Doctors in this week's British Medical Journal express concern over the apparent increase in preterm births.
Research from Denmark, published on bmj.com in February, found that preterm deliveries increased by 22% from 1995 to 2004. Even among low risk women aged 20-40, there was a 51% increase in early delivery.
The study also showed that assisted conceptions, multiple pregnancies, and elective deliveries increased during this time and were associated with early birth.
Now doctors in the UK warn that, if these trends are real, the impact for society is considerable.
Preterm deliveries account for fewer than 1 in 10 births but result in 75% of neonatal deaths and most neonatal intensive care admissions, write Andrew Shennan and Susan Bewley of St Thomas' Hospital, London.
Preterm birth also has considerable impact on long term future health. For instance, 1 in 4 survivors born less than 25 weeks' gestation have severe mental or physical disability.

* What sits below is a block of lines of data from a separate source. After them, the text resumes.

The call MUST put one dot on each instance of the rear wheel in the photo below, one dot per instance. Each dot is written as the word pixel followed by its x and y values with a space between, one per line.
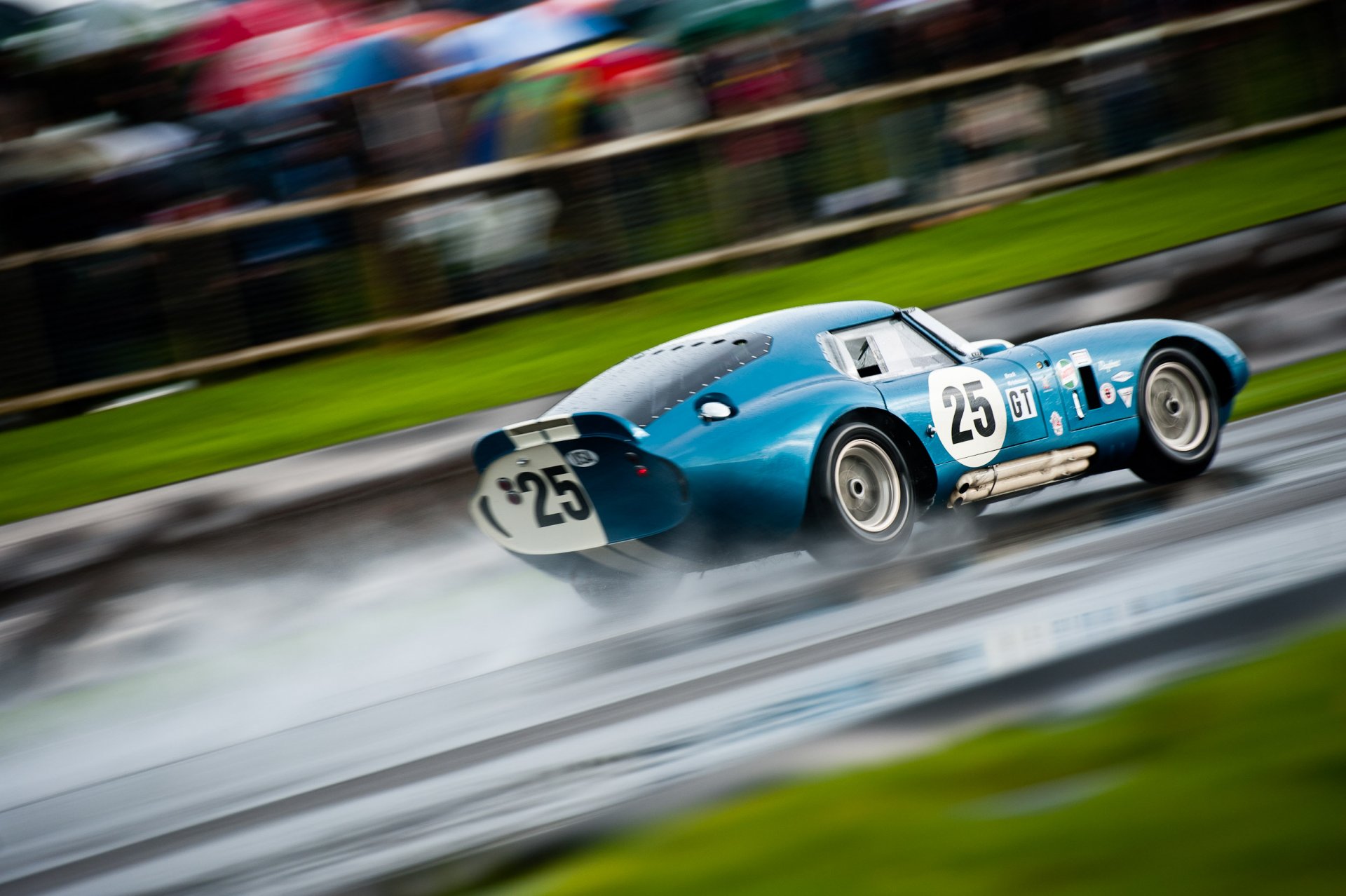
pixel 860 501
pixel 1179 417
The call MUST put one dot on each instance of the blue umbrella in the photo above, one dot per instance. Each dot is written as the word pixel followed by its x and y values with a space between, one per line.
pixel 525 34
pixel 358 65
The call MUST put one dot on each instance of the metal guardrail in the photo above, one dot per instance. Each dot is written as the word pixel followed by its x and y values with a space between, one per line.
pixel 627 146
pixel 616 194
pixel 524 299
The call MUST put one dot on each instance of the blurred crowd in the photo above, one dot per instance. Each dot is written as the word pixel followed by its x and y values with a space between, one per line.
pixel 139 112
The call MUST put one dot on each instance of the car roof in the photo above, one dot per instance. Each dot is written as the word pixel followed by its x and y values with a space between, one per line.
pixel 804 322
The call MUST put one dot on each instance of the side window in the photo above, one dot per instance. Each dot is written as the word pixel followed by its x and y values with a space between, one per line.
pixel 918 353
pixel 888 348
pixel 864 355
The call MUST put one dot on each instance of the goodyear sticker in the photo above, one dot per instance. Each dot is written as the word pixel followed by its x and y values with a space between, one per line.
pixel 1066 374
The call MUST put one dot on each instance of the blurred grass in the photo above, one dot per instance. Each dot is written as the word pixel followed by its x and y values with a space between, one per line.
pixel 1228 783
pixel 1293 383
pixel 327 400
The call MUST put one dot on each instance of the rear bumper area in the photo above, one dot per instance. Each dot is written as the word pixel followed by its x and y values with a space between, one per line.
pixel 573 483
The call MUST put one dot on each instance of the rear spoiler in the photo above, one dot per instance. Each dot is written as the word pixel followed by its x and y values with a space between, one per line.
pixel 552 431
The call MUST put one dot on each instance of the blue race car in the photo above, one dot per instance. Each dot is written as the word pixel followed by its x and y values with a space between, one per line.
pixel 834 428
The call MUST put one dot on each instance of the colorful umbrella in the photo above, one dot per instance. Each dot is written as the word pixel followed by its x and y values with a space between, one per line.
pixel 261 67
pixel 358 65
pixel 607 60
pixel 700 22
pixel 416 27
pixel 231 26
pixel 516 36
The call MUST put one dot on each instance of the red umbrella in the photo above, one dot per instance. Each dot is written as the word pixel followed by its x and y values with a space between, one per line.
pixel 260 67
pixel 231 26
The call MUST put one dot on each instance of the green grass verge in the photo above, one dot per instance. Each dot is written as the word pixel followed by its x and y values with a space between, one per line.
pixel 330 400
pixel 1293 383
pixel 1229 783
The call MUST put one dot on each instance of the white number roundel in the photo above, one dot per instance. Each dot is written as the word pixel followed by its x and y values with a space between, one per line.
pixel 970 414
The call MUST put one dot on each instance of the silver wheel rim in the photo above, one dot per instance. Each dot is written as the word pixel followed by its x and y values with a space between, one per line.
pixel 1179 411
pixel 866 483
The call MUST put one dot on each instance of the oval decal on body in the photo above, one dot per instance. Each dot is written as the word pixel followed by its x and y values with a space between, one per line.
pixel 970 414
pixel 582 458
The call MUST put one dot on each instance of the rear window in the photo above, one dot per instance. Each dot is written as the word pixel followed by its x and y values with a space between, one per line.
pixel 648 385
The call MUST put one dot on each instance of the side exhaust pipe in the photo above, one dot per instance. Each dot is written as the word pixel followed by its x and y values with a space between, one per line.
pixel 1019 475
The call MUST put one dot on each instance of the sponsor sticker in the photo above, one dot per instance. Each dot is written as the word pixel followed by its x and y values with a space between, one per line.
pixel 582 458
pixel 1066 373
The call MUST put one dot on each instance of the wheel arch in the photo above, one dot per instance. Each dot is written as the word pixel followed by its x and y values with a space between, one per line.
pixel 924 480
pixel 1214 364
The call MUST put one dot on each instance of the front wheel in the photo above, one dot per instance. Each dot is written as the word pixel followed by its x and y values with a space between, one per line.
pixel 1179 417
pixel 862 506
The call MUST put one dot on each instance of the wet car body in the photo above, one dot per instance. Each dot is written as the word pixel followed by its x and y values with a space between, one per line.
pixel 705 451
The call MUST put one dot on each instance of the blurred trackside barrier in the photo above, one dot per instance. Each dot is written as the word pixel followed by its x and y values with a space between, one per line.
pixel 163 303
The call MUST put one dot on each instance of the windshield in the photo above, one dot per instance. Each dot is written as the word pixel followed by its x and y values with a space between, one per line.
pixel 648 385
pixel 886 348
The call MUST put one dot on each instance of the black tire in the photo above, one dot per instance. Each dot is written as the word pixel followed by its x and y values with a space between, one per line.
pixel 862 506
pixel 1179 417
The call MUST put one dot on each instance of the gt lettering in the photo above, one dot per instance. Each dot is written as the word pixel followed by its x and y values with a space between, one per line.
pixel 1022 405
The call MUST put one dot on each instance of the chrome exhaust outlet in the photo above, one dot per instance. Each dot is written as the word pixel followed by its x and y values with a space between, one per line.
pixel 1018 475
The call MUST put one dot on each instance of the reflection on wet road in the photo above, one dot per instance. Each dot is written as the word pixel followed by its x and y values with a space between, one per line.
pixel 345 707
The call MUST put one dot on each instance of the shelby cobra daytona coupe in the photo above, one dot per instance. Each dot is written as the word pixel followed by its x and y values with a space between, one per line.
pixel 832 428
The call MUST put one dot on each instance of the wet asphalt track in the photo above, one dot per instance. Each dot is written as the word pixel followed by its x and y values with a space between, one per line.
pixel 490 705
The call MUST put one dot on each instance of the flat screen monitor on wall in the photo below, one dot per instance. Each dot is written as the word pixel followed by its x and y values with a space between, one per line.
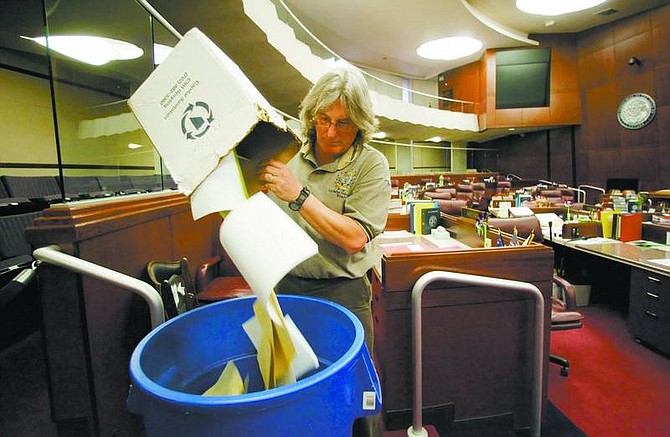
pixel 522 78
pixel 622 184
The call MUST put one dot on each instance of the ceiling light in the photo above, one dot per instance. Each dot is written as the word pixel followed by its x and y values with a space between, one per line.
pixel 553 7
pixel 94 50
pixel 160 53
pixel 336 63
pixel 450 48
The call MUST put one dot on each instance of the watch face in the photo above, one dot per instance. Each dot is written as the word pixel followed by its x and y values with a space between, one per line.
pixel 636 111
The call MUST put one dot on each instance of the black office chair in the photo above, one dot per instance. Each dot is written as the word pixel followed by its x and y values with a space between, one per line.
pixel 174 282
pixel 564 316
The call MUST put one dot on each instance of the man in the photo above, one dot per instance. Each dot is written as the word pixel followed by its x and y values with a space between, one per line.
pixel 337 188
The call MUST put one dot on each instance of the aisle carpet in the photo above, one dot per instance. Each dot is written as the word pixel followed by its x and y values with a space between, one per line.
pixel 616 386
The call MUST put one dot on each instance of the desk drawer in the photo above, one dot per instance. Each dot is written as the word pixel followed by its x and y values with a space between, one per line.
pixel 649 310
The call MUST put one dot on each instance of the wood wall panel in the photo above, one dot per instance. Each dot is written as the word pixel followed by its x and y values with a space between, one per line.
pixel 604 149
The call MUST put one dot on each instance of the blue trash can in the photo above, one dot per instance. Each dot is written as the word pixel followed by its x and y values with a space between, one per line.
pixel 180 359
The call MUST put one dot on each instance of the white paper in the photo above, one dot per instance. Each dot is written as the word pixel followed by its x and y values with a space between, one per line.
pixel 222 190
pixel 305 359
pixel 264 243
pixel 196 106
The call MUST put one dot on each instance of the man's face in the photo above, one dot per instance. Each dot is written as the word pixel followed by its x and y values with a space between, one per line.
pixel 335 133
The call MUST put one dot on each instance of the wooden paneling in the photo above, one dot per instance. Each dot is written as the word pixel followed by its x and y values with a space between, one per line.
pixel 604 149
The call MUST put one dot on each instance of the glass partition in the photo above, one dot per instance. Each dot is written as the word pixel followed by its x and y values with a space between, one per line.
pixel 65 115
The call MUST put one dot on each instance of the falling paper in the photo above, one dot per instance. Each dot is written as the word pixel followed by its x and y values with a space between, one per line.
pixel 264 243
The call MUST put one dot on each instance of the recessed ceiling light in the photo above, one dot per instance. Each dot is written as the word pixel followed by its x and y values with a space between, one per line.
pixel 450 48
pixel 160 53
pixel 94 50
pixel 335 63
pixel 553 7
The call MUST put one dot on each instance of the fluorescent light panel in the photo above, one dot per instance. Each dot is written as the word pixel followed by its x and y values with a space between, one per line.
pixel 552 8
pixel 450 48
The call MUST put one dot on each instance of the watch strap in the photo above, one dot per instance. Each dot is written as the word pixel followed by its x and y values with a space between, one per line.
pixel 297 203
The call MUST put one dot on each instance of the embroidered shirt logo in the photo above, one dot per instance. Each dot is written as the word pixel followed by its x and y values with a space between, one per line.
pixel 344 182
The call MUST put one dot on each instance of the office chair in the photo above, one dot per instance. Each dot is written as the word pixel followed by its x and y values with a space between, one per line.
pixel 564 316
pixel 174 282
pixel 563 305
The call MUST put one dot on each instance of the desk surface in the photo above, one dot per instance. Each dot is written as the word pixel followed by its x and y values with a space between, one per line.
pixel 642 254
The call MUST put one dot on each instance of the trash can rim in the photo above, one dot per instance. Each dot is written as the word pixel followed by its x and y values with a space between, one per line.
pixel 181 398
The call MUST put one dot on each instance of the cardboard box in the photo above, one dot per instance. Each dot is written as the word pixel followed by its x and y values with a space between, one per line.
pixel 197 106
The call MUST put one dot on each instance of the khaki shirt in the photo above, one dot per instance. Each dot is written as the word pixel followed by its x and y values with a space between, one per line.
pixel 358 185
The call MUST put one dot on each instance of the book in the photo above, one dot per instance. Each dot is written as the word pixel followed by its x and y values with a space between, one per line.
pixel 415 216
pixel 430 219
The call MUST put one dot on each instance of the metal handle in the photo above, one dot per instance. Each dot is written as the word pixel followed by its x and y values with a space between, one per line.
pixel 653 296
pixel 53 255
pixel 154 13
pixel 483 281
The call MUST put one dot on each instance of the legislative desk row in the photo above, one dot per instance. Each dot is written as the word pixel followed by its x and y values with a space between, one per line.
pixel 478 343
pixel 632 277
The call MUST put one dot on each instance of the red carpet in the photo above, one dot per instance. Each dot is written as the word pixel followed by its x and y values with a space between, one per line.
pixel 616 386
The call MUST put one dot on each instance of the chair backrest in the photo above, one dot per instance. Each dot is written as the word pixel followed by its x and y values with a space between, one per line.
pixel 524 226
pixel 32 187
pixel 116 184
pixel 147 182
pixel 12 234
pixel 81 184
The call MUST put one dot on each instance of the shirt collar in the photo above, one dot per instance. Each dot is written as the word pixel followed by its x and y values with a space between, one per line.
pixel 341 162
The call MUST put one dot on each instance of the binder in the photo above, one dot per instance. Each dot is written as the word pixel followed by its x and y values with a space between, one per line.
pixel 629 226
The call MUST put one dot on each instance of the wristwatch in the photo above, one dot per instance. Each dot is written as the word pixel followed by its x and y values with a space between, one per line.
pixel 297 203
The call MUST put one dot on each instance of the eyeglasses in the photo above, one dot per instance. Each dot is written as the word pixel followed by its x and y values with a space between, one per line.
pixel 345 125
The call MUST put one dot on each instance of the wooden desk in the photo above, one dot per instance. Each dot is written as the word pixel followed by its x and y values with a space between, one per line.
pixel 632 277
pixel 91 327
pixel 477 343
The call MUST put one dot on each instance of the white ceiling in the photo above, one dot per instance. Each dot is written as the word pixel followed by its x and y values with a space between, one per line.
pixel 384 34
pixel 377 34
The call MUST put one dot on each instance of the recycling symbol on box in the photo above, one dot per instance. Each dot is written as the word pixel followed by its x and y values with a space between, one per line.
pixel 196 120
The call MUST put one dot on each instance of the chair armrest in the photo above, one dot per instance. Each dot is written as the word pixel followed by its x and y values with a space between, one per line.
pixel 206 272
pixel 569 298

Even beyond 32 weeks, 1 in 3 children have educational and behavioural problems by the age of 7.
Possible reasons for the findings from Denmark are numerous and difficult to explain, say the authors, but they may include extremes of maternal weight, smoking, ethnic origin, and social class. A trend towards earlier ultrasound for dating and screening might also play a role.
Untangling the underlying causative factors may be difficult, but general public health measures to do with smoking, teenage and middle age pregnancy, prevention of sexually transmitted diseases, obesity, and social inequities are a good start, they write.
Obstetricians should re-evaluate the risks and benefits of delivering babies earlier. If these findings from Denmark are true, the implications for neonatologists, health economists, teachers, parents, and children themselves are worrying, they conclude.